Tuesday 17 May 2011

Is fair trade a scam?

****

I came across this article in National Post written by the President of Green Beanery, a Canadian social enterprise in the coffee business. It was a real eye-opener, even to someone as sceptical of fair trade as I am:

That fair-trade cup of coffee we savour may not only fail to ease the lot of poor farmers, it may actually help to impoverish them, according to a study out recently from Germany's University of Hohenheim.

The study, which followed hundreds of Nicaraguan coffee farmers over a decade, concluded that farmers producing for the fair-trade market "are more often found below the absolute poverty line than conventional producers.

"Over a period of 10 years, our analysis shows that organic and organic-fair trade farmers have become poorer relative to conventional producers."

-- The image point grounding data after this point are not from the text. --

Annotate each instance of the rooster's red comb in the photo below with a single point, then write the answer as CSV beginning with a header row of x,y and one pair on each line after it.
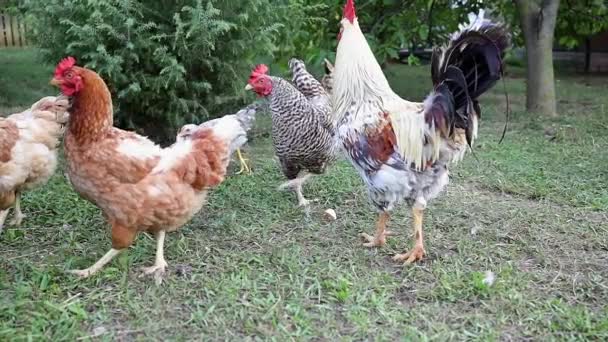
x,y
64,65
259,70
349,11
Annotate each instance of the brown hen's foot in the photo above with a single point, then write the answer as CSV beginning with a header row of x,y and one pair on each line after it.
x,y
416,254
158,270
377,240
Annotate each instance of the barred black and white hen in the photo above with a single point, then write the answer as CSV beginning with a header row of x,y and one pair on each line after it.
x,y
302,129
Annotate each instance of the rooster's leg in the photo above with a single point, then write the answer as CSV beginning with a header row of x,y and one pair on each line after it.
x,y
244,167
158,269
98,265
18,216
3,215
379,238
417,253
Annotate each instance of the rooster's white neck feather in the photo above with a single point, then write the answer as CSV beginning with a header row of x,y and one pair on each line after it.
x,y
357,75
360,87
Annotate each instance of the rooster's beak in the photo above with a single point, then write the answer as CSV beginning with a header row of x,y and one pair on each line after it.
x,y
56,82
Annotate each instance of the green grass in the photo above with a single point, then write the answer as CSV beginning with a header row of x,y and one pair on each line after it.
x,y
23,79
251,265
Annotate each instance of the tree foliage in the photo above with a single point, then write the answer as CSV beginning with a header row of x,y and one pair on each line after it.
x,y
578,20
167,62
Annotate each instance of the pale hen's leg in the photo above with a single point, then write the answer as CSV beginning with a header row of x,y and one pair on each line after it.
x,y
158,269
3,215
379,238
18,216
417,253
244,167
98,265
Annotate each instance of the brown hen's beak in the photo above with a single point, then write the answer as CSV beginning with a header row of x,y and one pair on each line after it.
x,y
56,82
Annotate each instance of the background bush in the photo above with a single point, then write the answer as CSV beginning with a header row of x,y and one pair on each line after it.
x,y
169,62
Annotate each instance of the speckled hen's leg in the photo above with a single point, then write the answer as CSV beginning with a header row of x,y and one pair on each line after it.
x,y
296,185
417,253
379,238
18,216
158,269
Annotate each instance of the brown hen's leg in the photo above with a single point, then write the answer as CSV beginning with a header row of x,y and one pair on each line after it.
x,y
160,264
379,238
18,216
417,253
3,215
244,167
98,265
122,238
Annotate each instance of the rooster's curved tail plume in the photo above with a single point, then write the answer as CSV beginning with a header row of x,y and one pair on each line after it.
x,y
463,70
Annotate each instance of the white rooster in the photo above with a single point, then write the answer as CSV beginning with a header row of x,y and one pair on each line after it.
x,y
402,149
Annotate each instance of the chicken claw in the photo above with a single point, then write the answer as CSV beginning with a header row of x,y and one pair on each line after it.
x,y
158,270
244,167
416,254
375,241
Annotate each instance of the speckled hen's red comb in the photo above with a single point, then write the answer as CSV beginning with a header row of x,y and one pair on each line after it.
x,y
64,65
259,70
349,11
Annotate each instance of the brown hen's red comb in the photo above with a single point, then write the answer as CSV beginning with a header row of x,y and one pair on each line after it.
x,y
259,70
64,65
349,11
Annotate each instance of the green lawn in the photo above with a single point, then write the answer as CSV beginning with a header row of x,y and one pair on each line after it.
x,y
532,210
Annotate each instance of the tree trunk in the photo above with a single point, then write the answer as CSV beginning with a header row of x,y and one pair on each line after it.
x,y
538,19
587,54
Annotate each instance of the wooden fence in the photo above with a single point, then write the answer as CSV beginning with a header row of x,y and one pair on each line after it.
x,y
12,31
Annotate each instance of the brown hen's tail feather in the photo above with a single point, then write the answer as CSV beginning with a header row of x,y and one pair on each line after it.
x,y
462,71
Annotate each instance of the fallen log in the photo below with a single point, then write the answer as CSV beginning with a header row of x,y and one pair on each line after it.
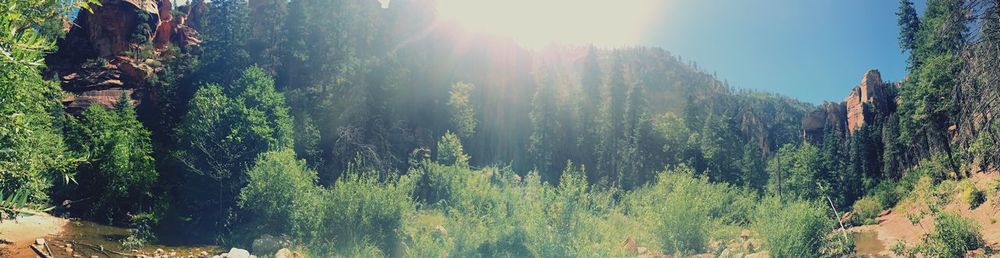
x,y
39,251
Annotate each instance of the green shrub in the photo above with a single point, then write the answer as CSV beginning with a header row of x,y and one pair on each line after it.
x,y
953,235
791,228
899,248
361,210
120,171
971,195
866,209
683,227
888,193
450,151
836,245
276,195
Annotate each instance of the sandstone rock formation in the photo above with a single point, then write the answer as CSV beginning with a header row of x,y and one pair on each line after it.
x,y
829,116
107,53
867,100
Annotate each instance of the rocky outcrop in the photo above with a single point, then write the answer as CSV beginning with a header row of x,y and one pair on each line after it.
x,y
867,100
115,49
870,100
828,117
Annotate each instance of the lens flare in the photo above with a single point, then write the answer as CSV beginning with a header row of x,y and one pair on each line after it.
x,y
537,23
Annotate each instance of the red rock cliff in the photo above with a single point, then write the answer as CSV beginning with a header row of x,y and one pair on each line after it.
x,y
97,60
866,102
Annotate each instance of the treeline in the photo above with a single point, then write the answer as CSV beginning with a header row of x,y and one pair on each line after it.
x,y
347,100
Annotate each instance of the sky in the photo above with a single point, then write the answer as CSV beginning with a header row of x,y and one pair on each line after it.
x,y
812,50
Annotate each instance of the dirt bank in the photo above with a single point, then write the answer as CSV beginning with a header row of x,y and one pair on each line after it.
x,y
19,234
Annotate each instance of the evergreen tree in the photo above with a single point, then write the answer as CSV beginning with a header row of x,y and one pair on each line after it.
x,y
545,129
120,172
909,25
226,35
463,114
222,134
31,147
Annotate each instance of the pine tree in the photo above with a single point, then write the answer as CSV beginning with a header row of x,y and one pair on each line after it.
x,y
222,134
226,36
909,25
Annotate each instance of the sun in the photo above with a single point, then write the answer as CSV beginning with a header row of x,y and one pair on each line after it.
x,y
538,23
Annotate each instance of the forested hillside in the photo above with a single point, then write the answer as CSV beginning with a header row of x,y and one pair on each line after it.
x,y
360,128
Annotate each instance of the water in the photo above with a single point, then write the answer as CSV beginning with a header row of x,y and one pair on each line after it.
x,y
89,237
867,244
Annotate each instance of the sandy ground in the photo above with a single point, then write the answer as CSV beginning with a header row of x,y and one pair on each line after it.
x,y
24,231
896,226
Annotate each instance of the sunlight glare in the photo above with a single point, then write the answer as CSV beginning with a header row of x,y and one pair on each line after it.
x,y
537,23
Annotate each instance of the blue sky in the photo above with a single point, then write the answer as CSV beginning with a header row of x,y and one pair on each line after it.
x,y
812,50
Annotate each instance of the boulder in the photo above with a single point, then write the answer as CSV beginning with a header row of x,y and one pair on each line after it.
x,y
266,244
237,253
631,246
285,253
869,100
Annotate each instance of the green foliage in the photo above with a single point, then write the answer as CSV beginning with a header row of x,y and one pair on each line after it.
x,y
970,194
792,228
693,209
898,248
120,172
274,194
793,171
463,114
222,134
866,209
141,230
953,235
450,151
12,203
225,55
909,25
31,148
359,209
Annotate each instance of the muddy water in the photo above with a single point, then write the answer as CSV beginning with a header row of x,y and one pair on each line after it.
x,y
88,238
867,244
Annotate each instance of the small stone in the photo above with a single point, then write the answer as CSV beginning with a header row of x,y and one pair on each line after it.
x,y
238,253
283,253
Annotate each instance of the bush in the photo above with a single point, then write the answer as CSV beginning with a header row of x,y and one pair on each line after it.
x,y
362,210
865,210
120,172
276,195
953,235
685,211
683,227
899,248
888,193
971,195
791,228
450,151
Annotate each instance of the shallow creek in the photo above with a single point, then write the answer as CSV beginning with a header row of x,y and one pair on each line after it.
x,y
88,239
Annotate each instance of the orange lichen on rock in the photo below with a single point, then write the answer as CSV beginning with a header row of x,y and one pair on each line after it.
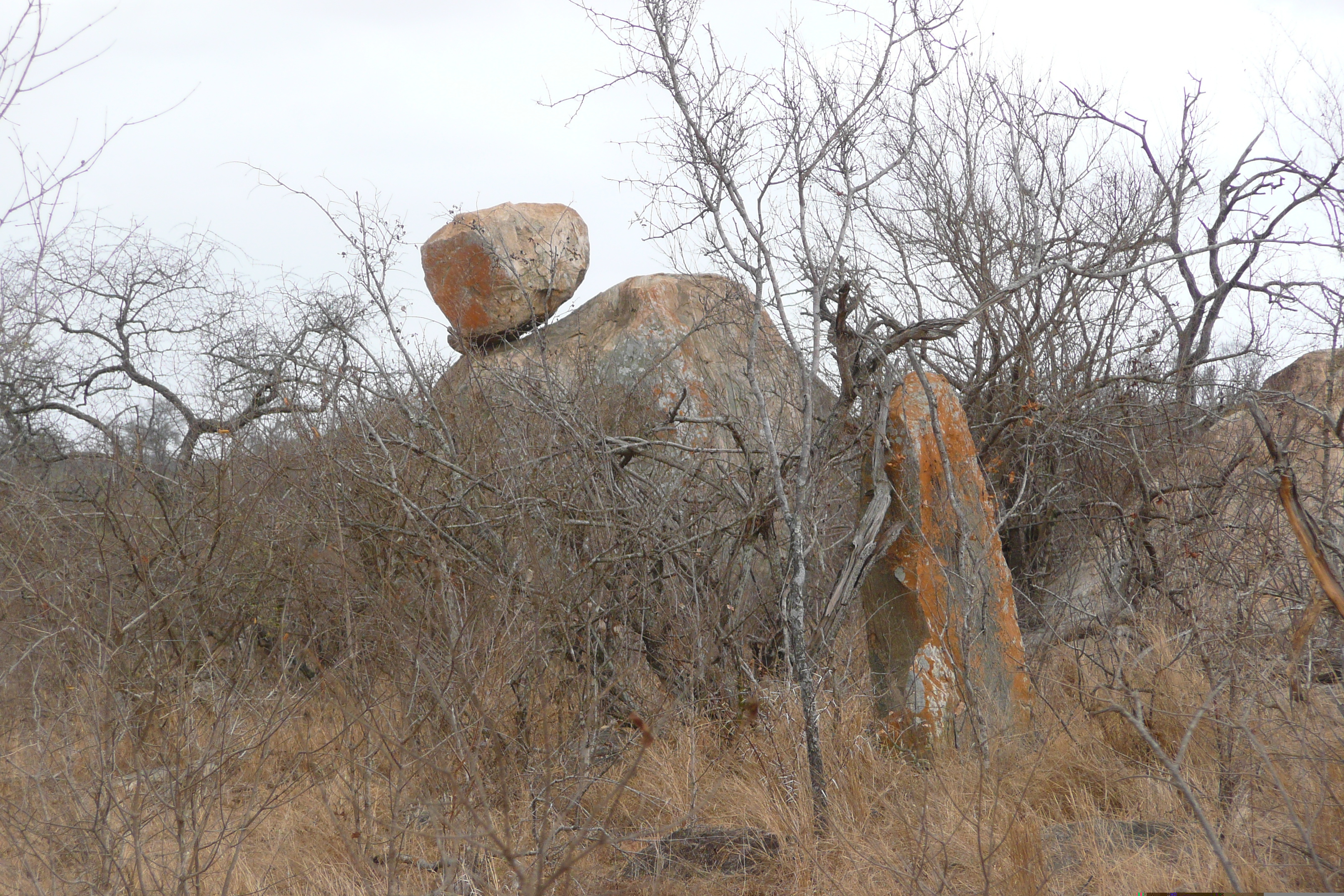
x,y
944,641
507,268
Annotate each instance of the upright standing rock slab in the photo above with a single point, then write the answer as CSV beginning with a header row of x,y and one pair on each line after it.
x,y
943,626
502,270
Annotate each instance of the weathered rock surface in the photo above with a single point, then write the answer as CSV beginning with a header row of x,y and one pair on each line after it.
x,y
944,641
652,344
1316,378
730,851
504,269
654,374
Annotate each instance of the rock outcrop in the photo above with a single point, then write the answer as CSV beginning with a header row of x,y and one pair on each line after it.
x,y
503,270
1316,378
654,344
944,641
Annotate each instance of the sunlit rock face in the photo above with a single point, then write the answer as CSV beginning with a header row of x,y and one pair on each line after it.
x,y
502,270
658,347
943,631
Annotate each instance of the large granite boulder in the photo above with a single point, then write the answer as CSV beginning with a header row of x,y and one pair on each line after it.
x,y
502,270
944,641
658,346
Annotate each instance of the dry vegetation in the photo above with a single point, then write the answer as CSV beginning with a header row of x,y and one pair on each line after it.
x,y
281,612
303,662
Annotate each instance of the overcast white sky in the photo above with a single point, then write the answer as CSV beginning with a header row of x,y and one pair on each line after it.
x,y
435,104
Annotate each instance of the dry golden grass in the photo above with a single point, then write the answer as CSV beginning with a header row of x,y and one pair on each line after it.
x,y
1028,819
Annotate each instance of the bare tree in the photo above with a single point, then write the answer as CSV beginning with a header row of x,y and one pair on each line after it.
x,y
125,323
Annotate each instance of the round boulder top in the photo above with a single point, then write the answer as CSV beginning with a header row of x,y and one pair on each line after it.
x,y
503,270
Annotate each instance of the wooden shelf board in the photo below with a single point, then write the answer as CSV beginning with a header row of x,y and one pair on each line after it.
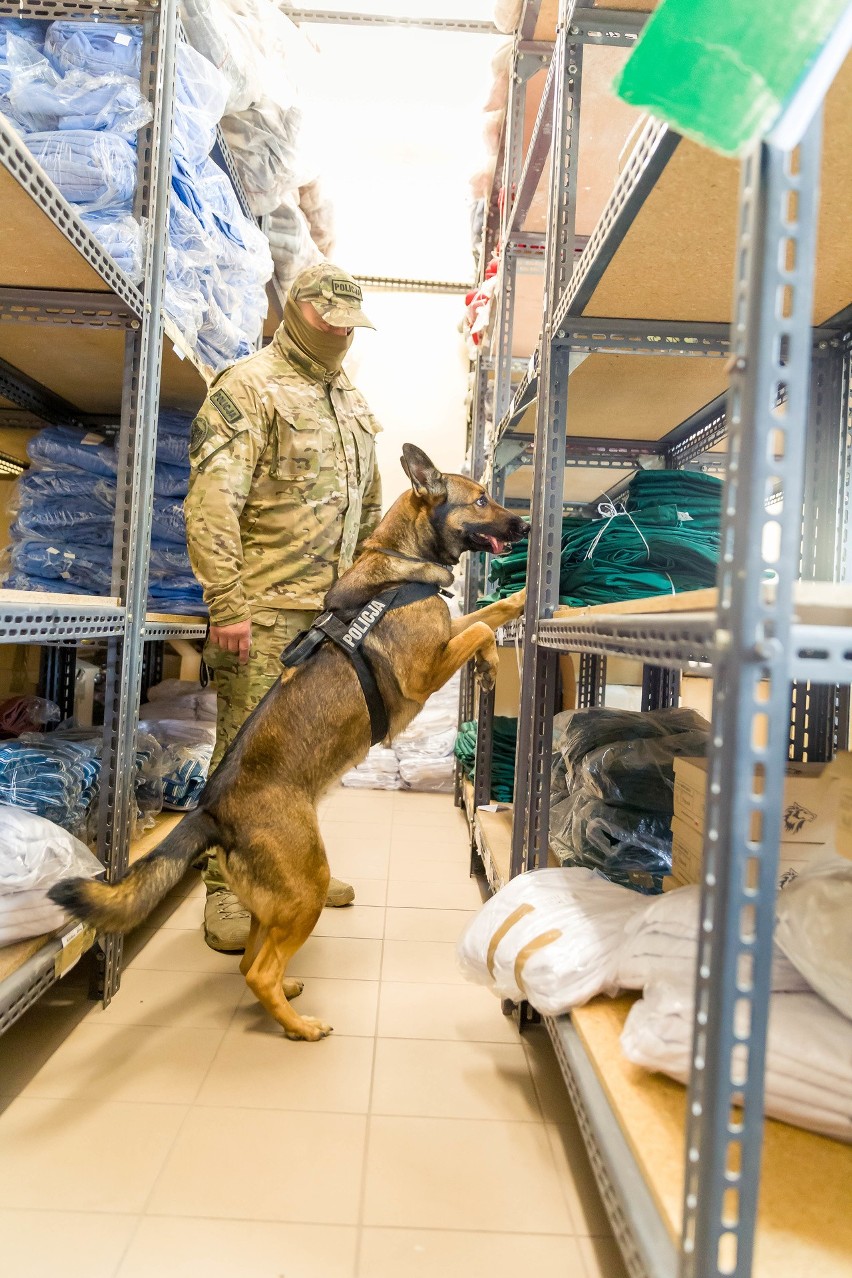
x,y
804,1223
676,262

The author sets out why he thinks this is the case explaining that the poorest farmers simply can't afford the certification fees and how many see co-operatives (a requirement of fair trade) as taking away property from the farmer. However, it was the degree of corruption and the way in which the fair trade companies manage supply so as to keep fair trade margins higher that was most striking:

In fact, at Green Beanery we have received bags of coffee, some labelled fair trade, some not, grown on the very same farm and identical in every respect. The fair-trade certified farmer himself can't tell which beans will be sold as fair trade and which not -that decision is made by the higher-ups.

Because the fair-trade associations are intent on keeping the price of fair-trade coffee up, they limit the supply of coffee that can be labelled as certified. To the certified farmer's chagrin, most of his fair-trade certified crop could end up being sold as uncertified conventional coffee.

And in this well-intentioned pricefixing game, the fair-trade farmer is the pawn and the joke is on the customer.

It does seem that fair trade has some questions to answer.

....

2 comments:

Chuckles said...

Won't touch their products -

http://www.spiked-online.com/articles/0000000CB05B.htm

http://www.spiked-online.com/index.php/site/article/7229/

Anonymous said...

Fairtrade guarantees that the person doing the certifying gets paid. Unless they work for free this extra step must be included in the price. Anyway, supermarkets have things on offer half of the time. So I just buy whatever is the cheapest per unit, weighted for quality.